Perceptions of Higher Education

Watch ''Perceptions of Higher Education: What It All Means, and What Are We Prepared to Do About It?'' - a panel discussion around higher education’s value that explores the challenges for the future and discusses collective actions that have made a difference in past campaigns.

Discover the Next gained important momentum in early February, when leaders of the campaign’s three organizing associations — CASE, ACE and AGB – gathered with higher education advocates to advance a collective strategy for advancing public perceptions of higher education.

“We need to listen to the language the public uses about us and focus on the goals the public recognizes as the right goals for us,” ACE President Ted Mitchell said. “Talking louder isn’t the way. We need to listen first, then share the stories that meet their concerns.”

Mitchell offered his observations as part of “Perceptions of Higher Education: What It All Means, and What Are We Prepared to Do About It?”, a panel discussion moderated by CASE President and CEO Sue Cunningham and co-located with the CASE District VIII conference in Bellevue, WA.

Cunningham and Mitchell were joined on the panel by University of Washington President Ana Mari Cauce and Microsoft Corporate Vice President for Technology and Corporate Responsibility Teresa Hutson. AGB President and CEO Henry Stoever offered closing remarks.

More than 300 higher ed supporters around the world participated in the event via livestream, joining an onsite audience of 350. Discover the Next, which is generously supported by the Bill & Melinda Gates Foundation, is addressing issues of trust in higher education by amplifying the positive impact of colleges and universities in their cities and regions. Through social media, op-eds and related outreach, the campaign will expand the reach of members’ stories—about alumni accomplishments, student life, research outcomes, and community engagement – to national media and columnists, legislators, the business community and prospective students and families.
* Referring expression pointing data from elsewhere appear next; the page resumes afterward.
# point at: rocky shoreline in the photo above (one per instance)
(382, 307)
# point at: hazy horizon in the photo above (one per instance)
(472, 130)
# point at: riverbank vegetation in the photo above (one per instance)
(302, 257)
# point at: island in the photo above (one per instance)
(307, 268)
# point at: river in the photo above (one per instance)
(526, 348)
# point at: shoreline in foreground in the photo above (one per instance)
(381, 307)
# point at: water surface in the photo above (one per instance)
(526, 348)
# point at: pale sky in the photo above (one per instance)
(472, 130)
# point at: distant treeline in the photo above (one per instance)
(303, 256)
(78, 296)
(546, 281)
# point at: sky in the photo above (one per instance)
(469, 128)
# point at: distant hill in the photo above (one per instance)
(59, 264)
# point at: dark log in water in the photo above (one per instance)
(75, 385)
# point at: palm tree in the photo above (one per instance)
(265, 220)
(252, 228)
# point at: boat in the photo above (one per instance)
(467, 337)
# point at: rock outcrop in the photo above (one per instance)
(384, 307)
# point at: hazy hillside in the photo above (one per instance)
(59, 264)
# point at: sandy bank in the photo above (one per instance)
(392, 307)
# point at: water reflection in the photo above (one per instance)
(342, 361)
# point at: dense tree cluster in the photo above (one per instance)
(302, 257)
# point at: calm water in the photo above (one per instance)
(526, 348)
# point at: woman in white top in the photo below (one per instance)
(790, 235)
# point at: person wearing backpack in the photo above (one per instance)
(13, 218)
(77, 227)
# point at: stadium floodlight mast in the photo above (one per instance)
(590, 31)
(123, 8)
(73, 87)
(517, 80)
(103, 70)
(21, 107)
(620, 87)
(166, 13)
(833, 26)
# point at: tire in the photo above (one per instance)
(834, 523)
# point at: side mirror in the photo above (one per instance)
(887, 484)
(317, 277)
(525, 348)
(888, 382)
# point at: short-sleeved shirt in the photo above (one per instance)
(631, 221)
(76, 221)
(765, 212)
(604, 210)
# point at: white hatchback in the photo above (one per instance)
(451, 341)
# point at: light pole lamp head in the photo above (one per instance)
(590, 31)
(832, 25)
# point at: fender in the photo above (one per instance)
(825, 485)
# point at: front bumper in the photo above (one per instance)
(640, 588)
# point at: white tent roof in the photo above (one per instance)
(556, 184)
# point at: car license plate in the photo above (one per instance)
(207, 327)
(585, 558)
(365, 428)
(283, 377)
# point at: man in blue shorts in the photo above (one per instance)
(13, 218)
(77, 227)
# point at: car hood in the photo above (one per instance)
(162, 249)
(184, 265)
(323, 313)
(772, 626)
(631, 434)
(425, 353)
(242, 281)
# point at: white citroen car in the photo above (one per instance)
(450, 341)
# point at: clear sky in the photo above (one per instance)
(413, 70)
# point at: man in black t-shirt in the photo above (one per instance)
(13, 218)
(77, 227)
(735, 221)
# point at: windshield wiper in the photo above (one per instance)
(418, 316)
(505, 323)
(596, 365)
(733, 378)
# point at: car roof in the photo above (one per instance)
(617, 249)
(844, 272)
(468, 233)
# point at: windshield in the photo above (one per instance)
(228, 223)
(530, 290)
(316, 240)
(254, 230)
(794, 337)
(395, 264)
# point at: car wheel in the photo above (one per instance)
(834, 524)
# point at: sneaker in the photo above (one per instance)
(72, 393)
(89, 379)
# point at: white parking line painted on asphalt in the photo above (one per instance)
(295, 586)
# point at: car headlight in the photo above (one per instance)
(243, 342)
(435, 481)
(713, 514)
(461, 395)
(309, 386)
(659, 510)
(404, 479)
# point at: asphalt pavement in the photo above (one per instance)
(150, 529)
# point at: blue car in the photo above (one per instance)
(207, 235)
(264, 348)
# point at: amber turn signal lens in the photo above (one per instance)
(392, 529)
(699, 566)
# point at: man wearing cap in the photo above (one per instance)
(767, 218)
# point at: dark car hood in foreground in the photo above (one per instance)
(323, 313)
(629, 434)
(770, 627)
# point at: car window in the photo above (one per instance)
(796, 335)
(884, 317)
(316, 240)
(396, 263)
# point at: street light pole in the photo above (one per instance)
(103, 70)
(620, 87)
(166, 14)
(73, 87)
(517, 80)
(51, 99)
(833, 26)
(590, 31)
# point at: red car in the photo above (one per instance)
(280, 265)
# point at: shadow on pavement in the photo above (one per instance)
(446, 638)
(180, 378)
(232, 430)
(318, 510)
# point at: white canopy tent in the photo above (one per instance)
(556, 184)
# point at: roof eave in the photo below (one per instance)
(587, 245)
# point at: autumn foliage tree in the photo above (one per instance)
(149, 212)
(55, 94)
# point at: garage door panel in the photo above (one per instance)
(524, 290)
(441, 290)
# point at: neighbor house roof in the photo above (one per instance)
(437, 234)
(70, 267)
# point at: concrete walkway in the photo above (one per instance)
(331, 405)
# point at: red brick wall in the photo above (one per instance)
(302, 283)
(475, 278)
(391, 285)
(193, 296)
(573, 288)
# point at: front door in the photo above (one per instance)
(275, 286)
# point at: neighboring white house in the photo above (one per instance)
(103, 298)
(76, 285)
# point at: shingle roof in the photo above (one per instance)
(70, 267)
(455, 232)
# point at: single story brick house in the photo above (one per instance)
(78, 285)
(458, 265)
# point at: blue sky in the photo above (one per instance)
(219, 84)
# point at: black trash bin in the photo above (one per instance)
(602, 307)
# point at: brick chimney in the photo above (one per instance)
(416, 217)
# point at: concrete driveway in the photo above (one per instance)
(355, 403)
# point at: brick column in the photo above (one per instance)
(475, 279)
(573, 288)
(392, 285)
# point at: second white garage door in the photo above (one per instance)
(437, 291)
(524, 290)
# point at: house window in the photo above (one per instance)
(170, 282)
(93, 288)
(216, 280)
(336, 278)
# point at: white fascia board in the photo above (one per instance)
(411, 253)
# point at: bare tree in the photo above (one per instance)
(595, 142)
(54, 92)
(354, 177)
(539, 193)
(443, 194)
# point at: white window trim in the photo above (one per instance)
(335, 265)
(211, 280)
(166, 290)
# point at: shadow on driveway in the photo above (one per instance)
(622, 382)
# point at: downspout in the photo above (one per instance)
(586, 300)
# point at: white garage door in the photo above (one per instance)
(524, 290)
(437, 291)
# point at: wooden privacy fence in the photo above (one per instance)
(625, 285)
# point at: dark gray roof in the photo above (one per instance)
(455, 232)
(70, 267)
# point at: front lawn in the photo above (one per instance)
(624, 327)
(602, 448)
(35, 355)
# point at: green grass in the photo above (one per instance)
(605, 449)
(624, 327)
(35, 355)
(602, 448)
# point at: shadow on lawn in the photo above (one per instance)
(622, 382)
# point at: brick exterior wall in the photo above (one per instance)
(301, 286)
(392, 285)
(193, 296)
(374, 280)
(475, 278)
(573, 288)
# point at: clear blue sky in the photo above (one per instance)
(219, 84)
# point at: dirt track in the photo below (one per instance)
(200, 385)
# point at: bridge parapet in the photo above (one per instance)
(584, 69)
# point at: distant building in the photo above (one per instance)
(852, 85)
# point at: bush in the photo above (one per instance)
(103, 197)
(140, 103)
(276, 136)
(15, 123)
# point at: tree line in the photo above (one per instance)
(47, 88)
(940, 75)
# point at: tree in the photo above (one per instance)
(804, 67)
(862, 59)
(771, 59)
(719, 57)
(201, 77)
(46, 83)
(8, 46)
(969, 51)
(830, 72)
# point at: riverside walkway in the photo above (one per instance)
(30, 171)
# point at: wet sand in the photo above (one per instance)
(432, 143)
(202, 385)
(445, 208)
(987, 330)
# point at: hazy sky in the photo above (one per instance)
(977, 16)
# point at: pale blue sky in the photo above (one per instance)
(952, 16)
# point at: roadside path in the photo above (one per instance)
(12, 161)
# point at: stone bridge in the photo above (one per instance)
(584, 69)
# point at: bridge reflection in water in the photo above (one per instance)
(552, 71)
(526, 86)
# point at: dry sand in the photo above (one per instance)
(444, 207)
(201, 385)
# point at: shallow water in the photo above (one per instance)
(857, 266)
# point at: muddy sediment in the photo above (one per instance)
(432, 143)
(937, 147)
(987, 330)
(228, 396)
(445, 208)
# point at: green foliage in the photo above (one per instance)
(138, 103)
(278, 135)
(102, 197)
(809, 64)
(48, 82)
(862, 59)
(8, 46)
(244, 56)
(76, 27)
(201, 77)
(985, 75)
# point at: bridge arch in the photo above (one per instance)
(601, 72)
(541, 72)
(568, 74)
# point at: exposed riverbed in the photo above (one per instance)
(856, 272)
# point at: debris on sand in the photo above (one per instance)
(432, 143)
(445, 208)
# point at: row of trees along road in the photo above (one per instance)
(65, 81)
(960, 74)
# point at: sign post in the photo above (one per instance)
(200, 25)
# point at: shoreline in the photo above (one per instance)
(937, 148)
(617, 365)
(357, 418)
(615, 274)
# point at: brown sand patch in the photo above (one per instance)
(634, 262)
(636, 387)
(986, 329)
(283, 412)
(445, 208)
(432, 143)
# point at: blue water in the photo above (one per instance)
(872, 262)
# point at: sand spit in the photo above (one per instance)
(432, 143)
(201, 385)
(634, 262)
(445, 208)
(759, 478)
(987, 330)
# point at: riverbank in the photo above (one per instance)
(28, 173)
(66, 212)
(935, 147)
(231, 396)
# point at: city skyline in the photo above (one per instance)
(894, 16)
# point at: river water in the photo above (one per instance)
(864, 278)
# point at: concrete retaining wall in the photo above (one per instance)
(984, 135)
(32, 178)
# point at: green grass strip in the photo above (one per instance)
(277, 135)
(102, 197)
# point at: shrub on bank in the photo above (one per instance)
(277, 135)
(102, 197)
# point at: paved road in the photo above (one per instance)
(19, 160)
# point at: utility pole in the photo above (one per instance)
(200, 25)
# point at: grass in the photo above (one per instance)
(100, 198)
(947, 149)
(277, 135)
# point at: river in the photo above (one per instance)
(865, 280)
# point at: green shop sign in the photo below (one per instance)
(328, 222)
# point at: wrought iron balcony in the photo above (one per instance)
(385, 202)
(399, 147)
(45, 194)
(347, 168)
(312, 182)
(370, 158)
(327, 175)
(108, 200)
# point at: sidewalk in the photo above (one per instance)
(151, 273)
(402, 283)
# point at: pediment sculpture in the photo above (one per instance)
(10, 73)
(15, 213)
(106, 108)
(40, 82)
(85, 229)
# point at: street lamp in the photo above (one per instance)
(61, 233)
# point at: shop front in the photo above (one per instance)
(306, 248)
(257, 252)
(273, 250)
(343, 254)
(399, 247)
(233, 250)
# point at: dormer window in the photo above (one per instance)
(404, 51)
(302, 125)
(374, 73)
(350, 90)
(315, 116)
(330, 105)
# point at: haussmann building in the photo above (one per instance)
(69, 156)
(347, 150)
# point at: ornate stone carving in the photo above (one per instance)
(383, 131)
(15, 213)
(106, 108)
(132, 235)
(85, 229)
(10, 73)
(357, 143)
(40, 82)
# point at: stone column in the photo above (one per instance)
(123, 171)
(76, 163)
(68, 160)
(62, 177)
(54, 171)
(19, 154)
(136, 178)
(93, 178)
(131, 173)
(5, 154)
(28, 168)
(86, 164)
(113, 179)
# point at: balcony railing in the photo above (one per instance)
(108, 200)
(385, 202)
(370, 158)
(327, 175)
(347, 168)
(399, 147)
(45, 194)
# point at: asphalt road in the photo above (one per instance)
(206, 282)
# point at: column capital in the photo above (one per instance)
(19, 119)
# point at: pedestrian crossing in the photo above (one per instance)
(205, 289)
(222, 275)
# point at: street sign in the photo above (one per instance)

Citing increased public concern around student debt, the marketability of a degree, and perceptions of ideological indoctrination and ideological arrogance, panelists each noted that reversing such mistrust requires long-term commitment.

“Trust is lost in buckets,” Mitchell observed, “and regained in drops,” a theme that resonated throughout the event.

Moreover, Mitchell noted, reversing mistrust lies not only in communicating differently but in aligning institutional actions to address public concerns. The disconnect with the public, he said, “has a grain of truth. We can’t turn it around by shouting louder.”

Cauce concurred. “Presidents who are working very hard to make their institutions more accessible get angry and defensive,” she said. “But there are truths in those perceptions and we need to own up to them and be accountable.”

Cauce and fellow panelists also highlighted positive public views of higher ed, noting that even individuals who say they don’t trust universities “want their kids to go.” And trust remains high for constituents’ hometown institutions, particularly community colleges. “Community colleges don’t have a trust problem,” Mitchell observed. “They’re local, and their mission is good. We can learn from them about how they are communicating their value.”

Cauce and fellow panelists cited the 2019 Yes, It’s Possible campaign in Washington state as a model for the power of collective action to improve access to higher education. A joint effort among the state’s public and private campuses, legislators, and leading employers, including Microsoft, the campaign resulted in passage of legislation funding a dramatic expansion of financial aid to state residents known as the Washington College Grant.

Hutson, of Microsoft, who spearheaded the participation of business and industry in the Washington state campaign, said the rationale for the initiative was clear. “Businesses need predictability. And it’s expensive to hire talent. As a business, you want to know you can continue to grow. Knowing this state was going to invest in the people who live and learn here makes good sense.”

Throughout the discussion, panelists offered practicable actions college and universities can take to meet societal needs and advance public appreciation of their value, including:

  • Smoothing the transfer of credit among institutions
  • Making financial award letters easier to understand, by clearly distinguishing between grants and loans
  • Strengthening academic advising
  • Introducing students to career advising early
  • Targeting fundraising around identified public priorities, such as paid internships

To communicate higher education’s value more effectively, panelists advised, institutions need to recognize the public’s concerns and respond collectively.

Cunningham emphasized the importance of participation from colleges and universities across the higher ed sector. “Even the strongest institutions’ efforts can be diminished,” she pointed out, “if their efforts are mistrusted.”

“We have an opportunity to build up from the bottom and tell our story,” Mitchell said, “creating a positive ripple, a groundswell, about institutions that Get It.”

“It’s not about inputs,” Stoever noted in his concluding remarks, “it’s about outcomes.”